Background Statement
The Foundation was formed in 1982 for the purpose of publishing and marketing a book on Colorado Springs' streetcar history, written by one of its founders, John Haney. It was donated a 1901 streetcar body and acquired through purchase, nine Philadelphia 1949 streetcars in the mid 1990s, and its mission changed then, as it realized it could restore and operate these cars on the streets.
It obtained a franchise from the City to do so in the late 1990s, and made two attempts at construction of a system during the next decade, both unsuccessful, in part because of a lack of a funding commitment by the City (unlike all other cities that have constructed systems).

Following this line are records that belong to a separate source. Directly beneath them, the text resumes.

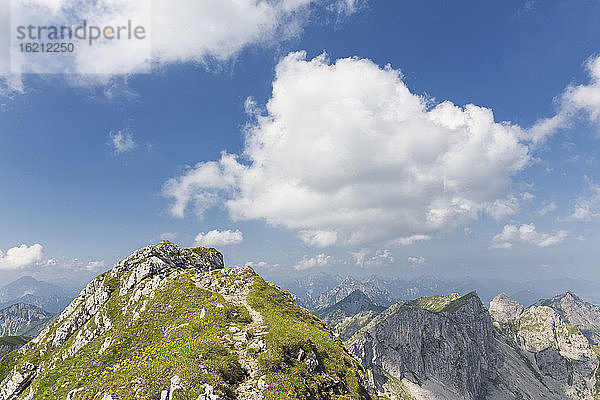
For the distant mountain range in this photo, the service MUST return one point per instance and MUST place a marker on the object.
(449, 347)
(28, 290)
(321, 290)
(171, 323)
(11, 343)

In 2010, a concerted effort was made to put a system in place on Tejon St., private funding for a feasibility study was obtained, and a broad based task force was formed. When the follow-on, federally funded grant application was turned down by the Federal Transit Administration, the task force disbanded. Left alone, the Foundation determined to push forward on it own, with no tax dollars, and this application is part of that. It believes that a system can be put in place for roughly 40% of the cost of a federally funded program, because it already has vehicles that can be restored at about 1/3 the cost of new cars being marketed (historic replicas), and because it has the expertise to design, engineer, and construct such a system without the use of outside consultants, as the Feds insist on.
In the meantime, it has continued to work on acquiring museum artifacts, its restoration efforts on the historic streetcars (built between 1901 and 1947) and a move to the N. Nevada site, adjacent to where it anticipates laying track in the street.